When she was NBU governor, she made powerful enemies as she implemented a necessary and long-overdue reform of Ukraine’s banking system. Backed by the IMF, which had bailed out Ukraine (and is poised to do so again), Gontareva modernized the “medieval monster” she inherited at the NBU.
She floated the hryvnia, introduced best-practice regulatory rigour and closed down more than 100 banks that either couldn’t or wouldn’t comply with her new regime. Many were so-called zombie banks: licensed but often without assets or even staff.

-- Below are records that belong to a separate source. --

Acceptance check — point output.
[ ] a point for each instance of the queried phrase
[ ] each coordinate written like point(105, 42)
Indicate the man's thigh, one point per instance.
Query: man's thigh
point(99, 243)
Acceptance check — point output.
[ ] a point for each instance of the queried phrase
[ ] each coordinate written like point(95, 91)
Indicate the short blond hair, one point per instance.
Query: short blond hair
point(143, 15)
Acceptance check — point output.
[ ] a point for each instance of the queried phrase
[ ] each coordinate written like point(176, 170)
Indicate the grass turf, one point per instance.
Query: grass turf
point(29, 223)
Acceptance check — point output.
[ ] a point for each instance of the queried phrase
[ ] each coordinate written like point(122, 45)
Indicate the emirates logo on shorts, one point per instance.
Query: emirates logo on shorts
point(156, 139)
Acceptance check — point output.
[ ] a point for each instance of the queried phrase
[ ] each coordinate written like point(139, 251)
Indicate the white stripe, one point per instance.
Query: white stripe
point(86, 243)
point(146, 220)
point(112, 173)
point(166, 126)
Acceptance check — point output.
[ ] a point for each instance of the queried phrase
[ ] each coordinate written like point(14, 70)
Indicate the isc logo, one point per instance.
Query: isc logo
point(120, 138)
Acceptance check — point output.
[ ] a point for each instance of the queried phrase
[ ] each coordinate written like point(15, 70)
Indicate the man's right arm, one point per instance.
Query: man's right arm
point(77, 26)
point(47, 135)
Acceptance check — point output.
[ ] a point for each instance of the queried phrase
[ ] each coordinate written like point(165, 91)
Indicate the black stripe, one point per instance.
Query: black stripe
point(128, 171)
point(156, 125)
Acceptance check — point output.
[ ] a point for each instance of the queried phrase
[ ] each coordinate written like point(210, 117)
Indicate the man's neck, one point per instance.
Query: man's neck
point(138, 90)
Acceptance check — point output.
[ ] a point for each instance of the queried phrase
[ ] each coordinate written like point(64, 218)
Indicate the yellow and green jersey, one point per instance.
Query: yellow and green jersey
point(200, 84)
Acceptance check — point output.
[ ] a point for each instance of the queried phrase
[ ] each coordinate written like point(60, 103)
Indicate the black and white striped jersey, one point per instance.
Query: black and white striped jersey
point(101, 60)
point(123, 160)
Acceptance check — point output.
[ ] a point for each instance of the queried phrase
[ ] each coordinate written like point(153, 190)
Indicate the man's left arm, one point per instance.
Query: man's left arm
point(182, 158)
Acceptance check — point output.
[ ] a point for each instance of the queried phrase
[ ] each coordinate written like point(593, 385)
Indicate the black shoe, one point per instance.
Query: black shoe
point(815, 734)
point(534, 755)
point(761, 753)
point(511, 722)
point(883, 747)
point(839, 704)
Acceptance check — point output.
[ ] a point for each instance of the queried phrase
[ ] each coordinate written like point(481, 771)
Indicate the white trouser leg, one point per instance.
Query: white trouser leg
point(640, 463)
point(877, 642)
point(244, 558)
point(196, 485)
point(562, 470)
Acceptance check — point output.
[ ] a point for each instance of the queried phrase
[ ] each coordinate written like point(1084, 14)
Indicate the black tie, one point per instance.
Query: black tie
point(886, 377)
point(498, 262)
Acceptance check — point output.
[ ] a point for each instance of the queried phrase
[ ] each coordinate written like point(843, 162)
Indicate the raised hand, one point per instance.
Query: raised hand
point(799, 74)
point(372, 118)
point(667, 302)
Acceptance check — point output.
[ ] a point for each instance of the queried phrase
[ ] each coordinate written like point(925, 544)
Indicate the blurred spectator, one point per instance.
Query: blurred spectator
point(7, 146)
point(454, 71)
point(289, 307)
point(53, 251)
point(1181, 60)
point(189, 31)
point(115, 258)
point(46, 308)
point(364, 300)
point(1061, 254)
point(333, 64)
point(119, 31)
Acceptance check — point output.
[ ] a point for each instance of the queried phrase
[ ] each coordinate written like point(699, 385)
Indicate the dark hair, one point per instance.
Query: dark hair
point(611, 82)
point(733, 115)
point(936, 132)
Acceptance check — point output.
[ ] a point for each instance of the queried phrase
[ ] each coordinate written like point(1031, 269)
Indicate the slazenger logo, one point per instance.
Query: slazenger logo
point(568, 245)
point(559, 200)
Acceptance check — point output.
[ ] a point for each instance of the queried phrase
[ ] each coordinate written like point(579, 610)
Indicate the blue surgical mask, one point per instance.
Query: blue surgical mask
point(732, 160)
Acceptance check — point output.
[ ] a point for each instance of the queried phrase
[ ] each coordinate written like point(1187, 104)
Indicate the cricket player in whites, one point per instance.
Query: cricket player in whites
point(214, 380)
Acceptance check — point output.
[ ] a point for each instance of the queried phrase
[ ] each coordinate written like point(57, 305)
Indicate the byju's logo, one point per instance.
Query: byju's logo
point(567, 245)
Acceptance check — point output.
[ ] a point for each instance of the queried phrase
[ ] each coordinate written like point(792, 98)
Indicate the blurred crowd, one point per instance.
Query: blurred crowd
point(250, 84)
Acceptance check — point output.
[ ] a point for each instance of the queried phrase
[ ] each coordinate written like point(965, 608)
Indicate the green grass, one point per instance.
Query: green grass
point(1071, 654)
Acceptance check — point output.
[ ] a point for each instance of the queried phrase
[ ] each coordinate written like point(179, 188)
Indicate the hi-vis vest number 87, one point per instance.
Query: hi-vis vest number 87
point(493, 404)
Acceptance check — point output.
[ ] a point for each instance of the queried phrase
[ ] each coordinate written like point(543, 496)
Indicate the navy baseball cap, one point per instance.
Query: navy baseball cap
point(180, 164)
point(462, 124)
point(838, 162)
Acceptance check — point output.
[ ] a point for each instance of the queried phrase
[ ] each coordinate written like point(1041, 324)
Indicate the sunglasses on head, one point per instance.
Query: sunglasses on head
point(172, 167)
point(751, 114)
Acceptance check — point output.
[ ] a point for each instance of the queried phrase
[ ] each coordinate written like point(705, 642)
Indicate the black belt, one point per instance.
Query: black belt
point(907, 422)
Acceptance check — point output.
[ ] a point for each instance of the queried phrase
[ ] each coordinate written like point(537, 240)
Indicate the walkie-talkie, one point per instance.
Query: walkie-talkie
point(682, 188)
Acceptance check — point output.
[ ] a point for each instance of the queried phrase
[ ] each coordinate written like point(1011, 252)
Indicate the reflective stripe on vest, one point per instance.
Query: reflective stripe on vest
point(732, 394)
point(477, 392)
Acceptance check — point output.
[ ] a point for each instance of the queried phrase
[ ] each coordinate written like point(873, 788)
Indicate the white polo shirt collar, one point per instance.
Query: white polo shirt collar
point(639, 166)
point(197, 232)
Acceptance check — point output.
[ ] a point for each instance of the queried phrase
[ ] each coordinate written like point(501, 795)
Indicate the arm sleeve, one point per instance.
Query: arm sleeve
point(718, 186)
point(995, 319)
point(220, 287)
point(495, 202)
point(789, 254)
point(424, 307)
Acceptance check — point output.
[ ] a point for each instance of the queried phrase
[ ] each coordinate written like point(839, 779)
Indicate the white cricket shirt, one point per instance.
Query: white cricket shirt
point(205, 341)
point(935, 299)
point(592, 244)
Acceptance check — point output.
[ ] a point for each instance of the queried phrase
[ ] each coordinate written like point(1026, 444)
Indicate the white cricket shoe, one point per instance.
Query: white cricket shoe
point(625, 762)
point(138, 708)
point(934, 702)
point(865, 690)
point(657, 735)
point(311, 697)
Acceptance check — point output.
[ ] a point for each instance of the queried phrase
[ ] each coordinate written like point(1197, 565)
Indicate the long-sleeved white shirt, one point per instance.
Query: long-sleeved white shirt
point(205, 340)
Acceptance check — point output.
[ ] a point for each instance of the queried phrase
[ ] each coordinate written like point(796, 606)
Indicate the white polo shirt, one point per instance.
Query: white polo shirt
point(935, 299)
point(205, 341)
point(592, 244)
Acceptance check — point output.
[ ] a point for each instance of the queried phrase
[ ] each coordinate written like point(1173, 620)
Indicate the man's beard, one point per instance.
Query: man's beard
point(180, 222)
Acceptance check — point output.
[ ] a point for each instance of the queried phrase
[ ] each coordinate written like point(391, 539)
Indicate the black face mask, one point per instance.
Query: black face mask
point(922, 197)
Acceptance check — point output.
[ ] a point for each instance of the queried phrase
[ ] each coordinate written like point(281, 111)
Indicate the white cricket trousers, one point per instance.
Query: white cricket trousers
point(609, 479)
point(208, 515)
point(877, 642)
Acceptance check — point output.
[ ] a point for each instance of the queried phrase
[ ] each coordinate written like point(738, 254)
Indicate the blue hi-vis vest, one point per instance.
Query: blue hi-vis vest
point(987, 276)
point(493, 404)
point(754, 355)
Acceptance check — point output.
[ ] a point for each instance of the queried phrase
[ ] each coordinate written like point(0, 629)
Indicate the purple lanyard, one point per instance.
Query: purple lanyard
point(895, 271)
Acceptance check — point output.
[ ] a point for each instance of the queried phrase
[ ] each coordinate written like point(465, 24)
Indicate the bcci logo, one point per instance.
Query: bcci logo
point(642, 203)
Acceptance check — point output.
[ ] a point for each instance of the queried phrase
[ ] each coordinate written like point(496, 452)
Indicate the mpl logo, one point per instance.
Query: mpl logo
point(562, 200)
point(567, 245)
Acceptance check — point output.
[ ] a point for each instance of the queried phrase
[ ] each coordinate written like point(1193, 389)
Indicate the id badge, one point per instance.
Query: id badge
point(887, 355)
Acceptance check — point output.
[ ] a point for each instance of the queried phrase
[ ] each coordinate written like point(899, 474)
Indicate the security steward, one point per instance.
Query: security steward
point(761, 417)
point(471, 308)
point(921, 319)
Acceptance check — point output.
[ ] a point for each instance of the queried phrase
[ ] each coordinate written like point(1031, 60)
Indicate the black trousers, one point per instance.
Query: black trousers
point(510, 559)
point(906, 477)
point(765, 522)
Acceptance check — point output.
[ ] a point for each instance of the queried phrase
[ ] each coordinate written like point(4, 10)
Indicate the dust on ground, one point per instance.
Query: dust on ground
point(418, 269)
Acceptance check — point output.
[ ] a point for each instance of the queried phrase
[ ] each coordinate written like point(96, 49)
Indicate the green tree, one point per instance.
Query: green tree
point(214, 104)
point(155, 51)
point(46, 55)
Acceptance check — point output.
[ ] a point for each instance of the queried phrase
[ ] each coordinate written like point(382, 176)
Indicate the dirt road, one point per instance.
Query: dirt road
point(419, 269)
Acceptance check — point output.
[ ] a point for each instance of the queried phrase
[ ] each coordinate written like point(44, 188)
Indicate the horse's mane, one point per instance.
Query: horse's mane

I have a lot of respect for her. I think she did an absolutely great job. She closed half of the banks – and there was a good reason to do it
The attacks upon her were relentless and ultimately unbearable. She remembers the coffin that was left outside the central bank’s door in central Kyiv with her effigy inside it. Another time, graffiti saying “Russian pig” was scrawled across her house. Soon after being struck down in London, her Kyiv home was razed by arsonists. It became impossible to do her job.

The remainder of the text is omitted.